Posted in: Disc Reviews by Gino Sassani on March 29th, 2012
Bugs Bunny and his special Looney Tunes friends have been around for a long time. He first appeared in 1938 in his most familiar form. During the second World War he was a popular choice with the fighting men. Many of the cartoons of the era were patriotic, and some might even call them propaganda. They certainly pushed the war effort in a supportive way. When the war was over Bugs and his pals took on a wide range of subjects. Often movie stars were spoofed, and the series of shorts soon became a satire on the pop culture of the time. It’s hard to really see it now, but Bugs and Looney Tunes were the South Park of their time, and no institution or celebrity was safe from being spoofed.

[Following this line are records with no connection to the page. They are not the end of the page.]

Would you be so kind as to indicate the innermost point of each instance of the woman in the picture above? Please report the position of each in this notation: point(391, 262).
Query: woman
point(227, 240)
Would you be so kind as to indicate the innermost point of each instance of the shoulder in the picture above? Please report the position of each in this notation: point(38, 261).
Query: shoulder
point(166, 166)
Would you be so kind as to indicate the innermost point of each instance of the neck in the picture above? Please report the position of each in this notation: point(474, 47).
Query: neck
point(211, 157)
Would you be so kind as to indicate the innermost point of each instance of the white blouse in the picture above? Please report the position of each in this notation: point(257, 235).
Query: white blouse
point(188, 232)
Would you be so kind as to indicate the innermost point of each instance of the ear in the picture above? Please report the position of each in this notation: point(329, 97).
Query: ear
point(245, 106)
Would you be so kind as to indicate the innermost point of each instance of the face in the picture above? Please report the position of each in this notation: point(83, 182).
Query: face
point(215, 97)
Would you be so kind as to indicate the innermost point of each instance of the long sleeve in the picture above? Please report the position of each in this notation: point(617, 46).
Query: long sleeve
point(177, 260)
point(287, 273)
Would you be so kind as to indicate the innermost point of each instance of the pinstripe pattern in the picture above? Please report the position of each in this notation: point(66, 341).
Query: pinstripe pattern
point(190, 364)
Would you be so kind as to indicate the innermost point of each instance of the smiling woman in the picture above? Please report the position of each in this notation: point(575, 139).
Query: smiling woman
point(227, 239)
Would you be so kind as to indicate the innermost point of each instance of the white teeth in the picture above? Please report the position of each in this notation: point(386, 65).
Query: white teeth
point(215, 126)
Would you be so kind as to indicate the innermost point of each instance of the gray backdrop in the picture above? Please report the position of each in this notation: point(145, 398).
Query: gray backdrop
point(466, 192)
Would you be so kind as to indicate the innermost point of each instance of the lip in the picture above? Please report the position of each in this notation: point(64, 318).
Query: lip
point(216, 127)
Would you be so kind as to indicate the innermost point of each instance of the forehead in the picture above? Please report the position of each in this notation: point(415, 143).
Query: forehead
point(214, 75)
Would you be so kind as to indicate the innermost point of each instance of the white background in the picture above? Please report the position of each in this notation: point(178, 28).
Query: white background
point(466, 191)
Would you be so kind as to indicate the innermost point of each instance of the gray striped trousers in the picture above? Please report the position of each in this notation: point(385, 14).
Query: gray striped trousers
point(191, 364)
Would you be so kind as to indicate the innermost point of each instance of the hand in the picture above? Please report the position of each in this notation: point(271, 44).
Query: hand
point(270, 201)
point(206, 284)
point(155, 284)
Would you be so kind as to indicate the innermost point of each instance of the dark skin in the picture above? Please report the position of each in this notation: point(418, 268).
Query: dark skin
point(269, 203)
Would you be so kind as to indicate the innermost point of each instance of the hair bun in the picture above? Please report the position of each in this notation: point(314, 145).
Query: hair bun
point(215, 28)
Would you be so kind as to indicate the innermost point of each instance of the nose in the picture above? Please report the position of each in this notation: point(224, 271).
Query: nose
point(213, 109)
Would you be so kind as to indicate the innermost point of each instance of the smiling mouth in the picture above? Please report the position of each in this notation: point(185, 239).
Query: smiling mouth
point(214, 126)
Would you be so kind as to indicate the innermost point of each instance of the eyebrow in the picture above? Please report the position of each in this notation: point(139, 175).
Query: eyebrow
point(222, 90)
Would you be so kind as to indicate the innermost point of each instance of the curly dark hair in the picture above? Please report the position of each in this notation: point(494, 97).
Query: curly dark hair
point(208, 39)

The cartoons have evolved over the years and have practically given Warner Brothers their identity for over 80 years. The characters still thrive. They do advertisements, and every now and then a new Looney Tunes cartoon show makes its debut. The Looney Tunes Show was one of those more recent entries in the franchise.
This series premiered as recently as 2011 and airs on The Cartoon Network. This third volume set includes 4 episodes with multiple cartoons in each:
The Foghorn Leghorn Story:
Daffy is trying out to play the part of Foghorn Leghorn in a movie about his life. He only ends up in a fight with the real Foghorn. Bugs and Yosemite Sam find a treasure they think could be worth a million bucks. Both end up fighting over the treasure, and the two fights end up turning into one big fight.

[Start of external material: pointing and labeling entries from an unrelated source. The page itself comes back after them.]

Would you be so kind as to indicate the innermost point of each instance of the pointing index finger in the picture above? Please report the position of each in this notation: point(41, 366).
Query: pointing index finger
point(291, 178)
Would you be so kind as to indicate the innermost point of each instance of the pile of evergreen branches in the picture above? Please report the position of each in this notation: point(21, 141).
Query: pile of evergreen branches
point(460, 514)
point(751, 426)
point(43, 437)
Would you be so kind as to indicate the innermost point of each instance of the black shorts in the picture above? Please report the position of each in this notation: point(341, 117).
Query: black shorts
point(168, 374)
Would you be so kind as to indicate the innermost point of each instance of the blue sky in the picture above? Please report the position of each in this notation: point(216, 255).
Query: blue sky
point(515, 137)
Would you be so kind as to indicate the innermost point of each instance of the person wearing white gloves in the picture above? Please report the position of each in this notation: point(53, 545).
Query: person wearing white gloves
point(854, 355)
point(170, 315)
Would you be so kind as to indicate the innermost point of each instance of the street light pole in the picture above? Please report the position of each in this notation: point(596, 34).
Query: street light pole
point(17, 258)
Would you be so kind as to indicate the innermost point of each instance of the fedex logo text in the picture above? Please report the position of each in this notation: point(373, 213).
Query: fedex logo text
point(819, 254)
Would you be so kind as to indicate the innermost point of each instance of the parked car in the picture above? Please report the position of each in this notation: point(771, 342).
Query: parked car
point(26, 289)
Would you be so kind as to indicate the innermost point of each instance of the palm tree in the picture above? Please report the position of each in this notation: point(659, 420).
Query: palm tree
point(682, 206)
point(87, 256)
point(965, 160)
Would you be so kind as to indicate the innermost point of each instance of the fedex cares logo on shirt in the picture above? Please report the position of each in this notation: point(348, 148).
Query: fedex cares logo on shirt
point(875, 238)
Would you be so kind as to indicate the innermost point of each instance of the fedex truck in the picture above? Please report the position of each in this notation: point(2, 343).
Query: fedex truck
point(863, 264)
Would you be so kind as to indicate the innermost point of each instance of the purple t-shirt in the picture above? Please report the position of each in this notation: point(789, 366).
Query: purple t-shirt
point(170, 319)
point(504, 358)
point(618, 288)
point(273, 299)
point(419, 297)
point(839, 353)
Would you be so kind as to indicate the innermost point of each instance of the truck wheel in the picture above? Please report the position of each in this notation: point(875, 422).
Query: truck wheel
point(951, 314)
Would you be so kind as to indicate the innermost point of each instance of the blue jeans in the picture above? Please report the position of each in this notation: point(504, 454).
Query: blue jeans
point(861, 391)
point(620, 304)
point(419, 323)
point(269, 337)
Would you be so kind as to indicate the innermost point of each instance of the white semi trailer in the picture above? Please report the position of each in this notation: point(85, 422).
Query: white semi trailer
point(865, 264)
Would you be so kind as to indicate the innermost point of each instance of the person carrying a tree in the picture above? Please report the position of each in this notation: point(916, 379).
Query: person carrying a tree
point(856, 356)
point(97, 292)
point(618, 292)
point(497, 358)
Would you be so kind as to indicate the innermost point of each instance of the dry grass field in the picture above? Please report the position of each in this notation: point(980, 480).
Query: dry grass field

Bugs is in a bachelor auction, and Lola Bunny ends up bidding $100,000. They end up in Paris where Lola tries to seduce him with the sights. Meanwhile, Granny bids on Daffy to have him clean her attic.
Peel Of Fortune:
Daffy is envious when he learns that Bugs is making a good living from an invention. He decides to invent his own moneymaker. Of course, he can’t come up with any ideas of his own, so he steals Bugs’s notes and ends up getting them both in trouble.

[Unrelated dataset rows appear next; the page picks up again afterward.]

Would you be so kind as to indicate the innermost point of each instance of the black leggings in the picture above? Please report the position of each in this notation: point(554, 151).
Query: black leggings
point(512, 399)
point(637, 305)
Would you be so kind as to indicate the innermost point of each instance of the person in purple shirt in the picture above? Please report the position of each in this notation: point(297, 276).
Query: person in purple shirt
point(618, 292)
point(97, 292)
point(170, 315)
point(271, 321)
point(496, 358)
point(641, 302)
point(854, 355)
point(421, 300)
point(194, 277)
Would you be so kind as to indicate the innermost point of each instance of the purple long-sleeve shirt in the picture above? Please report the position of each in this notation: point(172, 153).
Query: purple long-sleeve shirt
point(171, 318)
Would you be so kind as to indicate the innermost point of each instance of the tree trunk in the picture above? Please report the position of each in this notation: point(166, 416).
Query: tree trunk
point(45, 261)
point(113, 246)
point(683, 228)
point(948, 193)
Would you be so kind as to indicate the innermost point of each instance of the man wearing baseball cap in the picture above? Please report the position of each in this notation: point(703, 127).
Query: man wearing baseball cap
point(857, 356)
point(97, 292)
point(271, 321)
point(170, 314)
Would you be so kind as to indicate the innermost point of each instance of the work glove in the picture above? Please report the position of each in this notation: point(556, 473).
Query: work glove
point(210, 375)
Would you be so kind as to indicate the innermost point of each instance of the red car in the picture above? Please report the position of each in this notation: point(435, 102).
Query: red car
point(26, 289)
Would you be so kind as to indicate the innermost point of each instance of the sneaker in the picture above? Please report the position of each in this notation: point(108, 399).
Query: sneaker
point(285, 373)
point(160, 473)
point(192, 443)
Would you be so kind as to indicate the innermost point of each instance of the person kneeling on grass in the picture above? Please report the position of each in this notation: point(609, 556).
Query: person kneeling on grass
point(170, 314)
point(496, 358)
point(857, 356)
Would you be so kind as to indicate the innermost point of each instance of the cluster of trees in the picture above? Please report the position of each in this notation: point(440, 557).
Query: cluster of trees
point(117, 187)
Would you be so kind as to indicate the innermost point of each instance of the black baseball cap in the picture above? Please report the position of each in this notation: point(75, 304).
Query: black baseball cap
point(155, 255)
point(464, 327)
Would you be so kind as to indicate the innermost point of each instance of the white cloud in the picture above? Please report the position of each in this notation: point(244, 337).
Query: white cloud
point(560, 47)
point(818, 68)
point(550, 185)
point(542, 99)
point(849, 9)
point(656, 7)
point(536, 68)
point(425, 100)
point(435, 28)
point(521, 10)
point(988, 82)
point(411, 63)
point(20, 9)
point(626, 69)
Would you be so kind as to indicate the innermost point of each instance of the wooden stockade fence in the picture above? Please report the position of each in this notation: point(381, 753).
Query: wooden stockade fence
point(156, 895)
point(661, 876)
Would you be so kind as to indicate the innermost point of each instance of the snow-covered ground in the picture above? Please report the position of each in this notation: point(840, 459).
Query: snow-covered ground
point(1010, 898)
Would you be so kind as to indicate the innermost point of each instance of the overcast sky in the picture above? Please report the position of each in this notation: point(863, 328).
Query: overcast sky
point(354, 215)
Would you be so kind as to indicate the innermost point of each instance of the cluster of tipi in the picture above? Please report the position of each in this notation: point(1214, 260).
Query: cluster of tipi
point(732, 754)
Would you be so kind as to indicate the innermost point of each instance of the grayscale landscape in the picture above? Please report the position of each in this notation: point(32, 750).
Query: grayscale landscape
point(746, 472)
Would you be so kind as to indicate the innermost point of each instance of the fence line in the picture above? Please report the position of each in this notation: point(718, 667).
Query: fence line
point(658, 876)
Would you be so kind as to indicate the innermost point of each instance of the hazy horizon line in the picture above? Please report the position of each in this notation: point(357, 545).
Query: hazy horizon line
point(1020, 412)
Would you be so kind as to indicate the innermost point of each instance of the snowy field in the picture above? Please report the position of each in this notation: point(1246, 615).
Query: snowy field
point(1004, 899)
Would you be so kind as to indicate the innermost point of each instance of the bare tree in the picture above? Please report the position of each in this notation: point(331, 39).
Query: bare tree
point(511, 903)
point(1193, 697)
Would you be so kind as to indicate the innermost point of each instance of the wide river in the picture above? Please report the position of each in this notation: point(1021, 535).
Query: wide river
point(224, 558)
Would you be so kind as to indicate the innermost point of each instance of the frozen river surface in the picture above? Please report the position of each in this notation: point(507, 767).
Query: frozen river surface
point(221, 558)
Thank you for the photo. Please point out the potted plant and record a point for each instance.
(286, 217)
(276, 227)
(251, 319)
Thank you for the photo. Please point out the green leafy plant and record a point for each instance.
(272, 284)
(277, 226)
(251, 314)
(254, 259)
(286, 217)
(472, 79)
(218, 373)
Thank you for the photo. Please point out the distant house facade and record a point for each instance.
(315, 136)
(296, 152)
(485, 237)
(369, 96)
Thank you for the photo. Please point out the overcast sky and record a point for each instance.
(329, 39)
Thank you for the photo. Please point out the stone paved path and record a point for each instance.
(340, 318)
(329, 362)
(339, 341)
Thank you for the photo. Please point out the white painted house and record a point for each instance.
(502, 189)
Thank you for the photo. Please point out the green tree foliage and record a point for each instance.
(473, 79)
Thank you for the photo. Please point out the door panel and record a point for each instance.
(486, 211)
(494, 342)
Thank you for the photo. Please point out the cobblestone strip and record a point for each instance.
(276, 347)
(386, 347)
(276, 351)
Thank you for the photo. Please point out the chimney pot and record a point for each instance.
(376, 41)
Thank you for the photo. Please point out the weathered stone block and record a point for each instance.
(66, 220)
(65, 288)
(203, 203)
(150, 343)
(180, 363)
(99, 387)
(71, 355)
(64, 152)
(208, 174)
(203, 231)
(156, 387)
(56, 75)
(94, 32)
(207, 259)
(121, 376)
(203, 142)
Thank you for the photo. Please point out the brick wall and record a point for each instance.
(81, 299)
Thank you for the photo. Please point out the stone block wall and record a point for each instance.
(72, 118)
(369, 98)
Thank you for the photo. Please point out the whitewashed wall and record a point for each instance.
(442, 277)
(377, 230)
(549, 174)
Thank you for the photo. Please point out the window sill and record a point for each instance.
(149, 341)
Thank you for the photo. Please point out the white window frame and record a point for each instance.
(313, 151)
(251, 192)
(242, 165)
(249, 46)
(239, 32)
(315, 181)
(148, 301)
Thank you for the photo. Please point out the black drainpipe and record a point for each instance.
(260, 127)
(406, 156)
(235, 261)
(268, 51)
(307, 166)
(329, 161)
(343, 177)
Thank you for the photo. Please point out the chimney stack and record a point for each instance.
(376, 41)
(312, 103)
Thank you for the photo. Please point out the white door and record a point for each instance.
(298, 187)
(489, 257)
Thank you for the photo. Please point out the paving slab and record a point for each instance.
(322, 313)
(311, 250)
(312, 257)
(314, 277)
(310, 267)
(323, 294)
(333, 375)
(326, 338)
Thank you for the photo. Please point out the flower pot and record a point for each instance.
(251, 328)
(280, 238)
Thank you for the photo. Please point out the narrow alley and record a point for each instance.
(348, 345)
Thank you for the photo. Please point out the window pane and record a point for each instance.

Daffy cheats on a contest and wins a romantic date for two. Of course, he doesn’t have a date. Lola helps him to swoon his intended but starts to fall for him herself. She starts to stalk Daffy and in turn gets Bugs jealous.
Each of the cartoons is presented in a 1.78:1 aspect ratio. These are much more modern cartoons, and the presentation is much brighter than a few of these other releases. There is minimal compression issue, and the show looks pretty much the way it did on television.
The Dolby Digital 2.0 track is pretty much a dialog presentation.
It’s nice to see how little these characters have changed over the years, although the Foghorn Leghorn episode did get the characters their first PG-TV rating because of the extended fistfight. Still these are quite safe for the young ones with little of the common toilet humor and more character humor. “Get your mind out of the gutter.”